At just over one year old, I never spoke or understood Chinese; I don’t remember China; I don’t know my biological parents. I returned to China once — about a decade ago — and honestly, I don’t feel the need to visit again.
I grew up in the greater Dallas area between two Caucasian brothers with my Caucasian parents. Naturally — or maybe unnaturally (I’m not quite sure) — most of my friends growing up were Caucasian. And I went to a predominantly Caucasian university (Sic’Em), where I joined a largely Caucasian sorority. Post-college, I got hooked on climbing, which historically is a mostly Caucasian sport.
Are you noticing a pattern, too?
I didn’t acknowledge my race and heritage for a very, very long time.
Though my parents enrolled me in Chinese class in elementary, I refused to cooperate and only lasted a few months. I didn’t want to be a weird Asian girl that spoke a foreign language and ate foreign foods, I just wanted to be normal. I just wanted to fit in. And to me, at the time, fitting in meant to embrace the white suburban culture I was adopted into.

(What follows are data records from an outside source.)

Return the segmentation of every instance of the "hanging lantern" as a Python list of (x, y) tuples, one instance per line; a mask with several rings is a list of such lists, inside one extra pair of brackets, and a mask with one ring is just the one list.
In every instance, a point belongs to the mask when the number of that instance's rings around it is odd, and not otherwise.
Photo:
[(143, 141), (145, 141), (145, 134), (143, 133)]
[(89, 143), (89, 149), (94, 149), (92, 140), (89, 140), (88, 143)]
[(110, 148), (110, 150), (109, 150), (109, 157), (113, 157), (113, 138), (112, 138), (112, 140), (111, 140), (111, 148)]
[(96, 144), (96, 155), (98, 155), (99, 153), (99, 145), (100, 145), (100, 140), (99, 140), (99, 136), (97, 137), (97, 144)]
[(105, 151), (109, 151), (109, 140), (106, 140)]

During the height of the COVID-19 shutdown, I spent most of the month of May holed up in my apartment. Though I had never celebrated or acknowledged it before, I decided to honor the Asian American Pacific Islander Heritage Month for the first time ever.
I called my Chinese sisters — honorary sisters who are also adopted from China — and I researched. I learned why the AAPI community is honored in May of all months. I learned about Grace Lee Boggs, a Chinese American author, activist, and feminist. I followed AAPI social media accounts. I meditated on and journaled about my adoption journey.
And for the first time in my life, I didn’t feel so ashamed and alienated from my heritage and ethnicity. For the first time in my life, I felt proud and in awe of my biological brothers and sisters, of my history, of where I came from.
My race is not my culture.
I am Chinese.
I have long, dark brown hair. I have almond-shaped eyes. I have tan skin.
I am also American.
I have a white family. I love football. Fourth of July is one of my favorite holidays.
My race is not my culture.
I look and biologically am Chinese, but also simultaneously celebrate and embrace my white family and common white upbringing.
Perhaps the beauty of my adoption story is I don’t especially identify with either Chinese or American culture. If anything, I’ve almost created and even adopted my own: a culture built on kindness, understanding, and inclusivity; a culture that transcends race, language, and background; a culture where joy is infectious and struggles are embraced; a culture where no one is excluded or alone in their fight; a culture where you can come as you are.
My race is not my culture, and I love that about me.